The following steps show how to enable hard drive encryption using BitLocker on Windows 10.
With BitLocker enabled the data on your hard drive will not be able to be accessed without either a valid login or the recovery key.
If someone plugs the drive into another Windows computer they will see that it is encrypted using BitLocker.
- BitLock is NOT available in Home edition. It is only available in Pro, Enterprise and Education editions.
- Your computer requires a TPM 1.2 or higher to use BitLocker — if you’re not sure what this means, you’ll find out if your computer does not have this when you get to step 5.
- Having Windows 10 protected by a username and strong password is as important — if the computer logs in automatically or doesn’t use a strong password there is little to stop someone from booting Windows and accessing the data on the drive.
- Having drive encryption can make repairing the computer, in the event that something goes wrong, harder. You won’t be able to use third party bootable repair tools, as they wont be able to access the data on the drive. In the event that the computer stops booting you will need to decrypt the drive then repair the Windows installation.
How to enable BitLocker
- In the Windows search box, type “Manage BitLocker” and click on it when it appears in the list above
- Click on the ‘Turn on BitLocker’ link next to the drive you want to encrypt.
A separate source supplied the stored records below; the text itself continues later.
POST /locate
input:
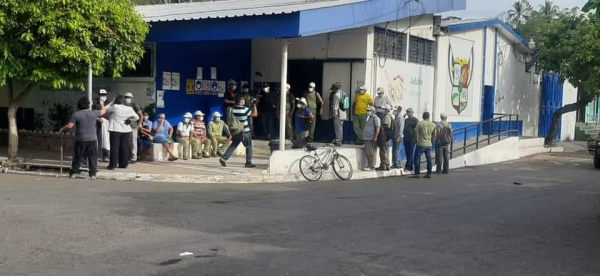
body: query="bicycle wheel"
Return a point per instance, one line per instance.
(310, 168)
(342, 167)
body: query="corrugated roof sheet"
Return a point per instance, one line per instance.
(232, 8)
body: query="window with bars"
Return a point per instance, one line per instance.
(390, 44)
(421, 51)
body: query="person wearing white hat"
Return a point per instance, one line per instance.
(219, 134)
(201, 135)
(304, 116)
(444, 137)
(134, 126)
(370, 134)
(186, 136)
(312, 99)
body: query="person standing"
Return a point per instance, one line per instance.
(313, 100)
(241, 113)
(134, 125)
(383, 140)
(424, 133)
(201, 135)
(216, 128)
(336, 113)
(444, 137)
(187, 137)
(370, 134)
(361, 102)
(267, 107)
(398, 139)
(121, 116)
(410, 124)
(86, 139)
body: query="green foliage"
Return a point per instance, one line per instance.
(55, 40)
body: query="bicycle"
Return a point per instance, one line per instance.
(312, 165)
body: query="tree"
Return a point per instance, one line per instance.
(519, 13)
(570, 48)
(55, 41)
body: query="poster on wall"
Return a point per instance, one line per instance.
(175, 84)
(160, 99)
(166, 80)
(460, 73)
(190, 87)
(407, 85)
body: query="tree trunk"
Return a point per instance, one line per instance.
(581, 103)
(13, 105)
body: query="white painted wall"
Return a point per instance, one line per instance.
(518, 92)
(462, 45)
(567, 131)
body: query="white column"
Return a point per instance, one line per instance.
(90, 84)
(282, 111)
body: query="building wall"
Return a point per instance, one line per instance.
(518, 92)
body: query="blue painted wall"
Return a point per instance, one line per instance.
(231, 58)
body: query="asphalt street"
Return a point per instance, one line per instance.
(535, 216)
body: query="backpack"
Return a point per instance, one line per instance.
(235, 126)
(445, 135)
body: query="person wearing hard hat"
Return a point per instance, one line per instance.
(361, 102)
(201, 135)
(218, 132)
(134, 126)
(186, 136)
(312, 99)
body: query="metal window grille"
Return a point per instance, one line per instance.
(421, 51)
(390, 44)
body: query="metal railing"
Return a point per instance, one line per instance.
(495, 128)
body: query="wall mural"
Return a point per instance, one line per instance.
(460, 73)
Normally this would be the C: drive.
- A compatibility check will run — if your computer does not have a TMP 1.2 or greater device it will fail at this step.
- The first step is a very important question – where to store the recovery key, which is required if things go wrong and you need to repair the computer. I prefer to choose ‘Save to a file’ and to save to two USB drives in a safe location — I use this option because it allows me to control the security by using physical security. Choose the option that works best for you and click ‘Next’
- If you’re encypting a fresh install choose ‘Encrypt used disk space only’ otherwise choose ‘Encrypt entire drive’ and then click ‘Next’
- Leave ‘New encryption mode’ selected and click ‘Next’
- Finally, to start the process click ‘Start encryption’
- A message will appear in the bottom right of the screen to show the encryption process has started.
- After the message goes you can find it again in the taskbar
- Encryption will take at least 10 minutes – the exact time depends on how much data needs to be encrypted
- Once done you will will see a confirmation window.